On June 1, 1892, the line to Cuneo was in operation, provisionally through a regress from the Savigliano line.

On June 1, 1893, the original station was replaced by the present station, located east of the town. More tracks and a passing loop are featured at the new station. The original railway station building can still be seen at Piazza Cavour, Saluzzo's town square.

In 1986, the Airasca–Saluzzo line was closed.

On June 17, 2012, due to timetable change passenger transport was suspended on the Savigliano-Saluzzo-Cuneo line, which remained active for freight traffic only.

=== Redevelopment plans ===
On December 2, 2015, "Bus Company Srl." formally became the owner of a plot of land adjacent to the station building for a sum of 241 thousand euros. The land was formerly a freight yard belonging to the FS company. It is intended that the land be redeveloped into the future headquarters of Movicentro di Saluzzo and Bus Company Srl.

In 2019, Piazza Cavalieri di Vittorio Veneto, the square in front of the Saluzzo railway station and surrounding areas, was scheduled for redevelopment. Architect Gianmarco Abitabile, presented the plan to the municipal administration for the construction of Movicentro, an integrated bus and railway hub.
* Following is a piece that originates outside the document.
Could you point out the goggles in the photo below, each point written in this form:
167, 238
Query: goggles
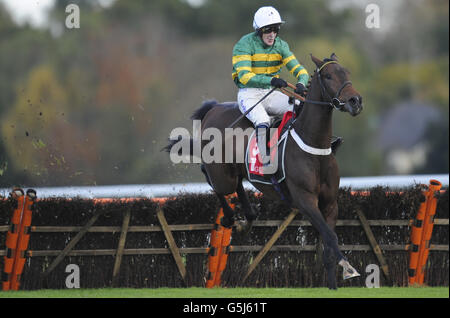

The project is set to be developed in the former FS freight yard, located behind the Beauregard condominium.

=== Brief service restoration and suspension ===
Passenger services were restored only in the Savigliano direction on January 7, 2019, and suspended again in March 2020 due to low ridership during the COVID-19 pandemic in Italy.

=== Service restoration ===
On March 27, 2024, Piedmont Region President Alberto Cirio announced that the entire line, including the Saluzzo station, will be reopened to rail traffic in January 2025. The railway will be operated by Arenaways trains, and an investment of about 40 million euros is expected for the line's reinvigoration.

On January 27, 2025, passenger traffic reopens on the Savigliano–Saluzzo–Cuneo railway line.

== Services ==
The station is served by regional trains terminating at Cuneo and Savigliano. Arenaways operate the trains as part of PSO contracts with the Piedmont local government.
Arenaways serves the station with its Savigliano–Saluzzo–Cuneo railway line. This is operated using three-car Pesa ATR 220 diesel multiple units.

== Future development ==
In addition to previous plans to redevelop the station square, the station building itself is slated for renovation, which has fallen into disrepair after years of disuse. RFI has commissioned architect Silvia Migliarino to design a safety intervention for the station roof. Additionally, stratigraphic tests on the facade are planned, pending superintendency approval as of July 2024. Currently the station building is not open to the public and passengers have to access platforms via a side route.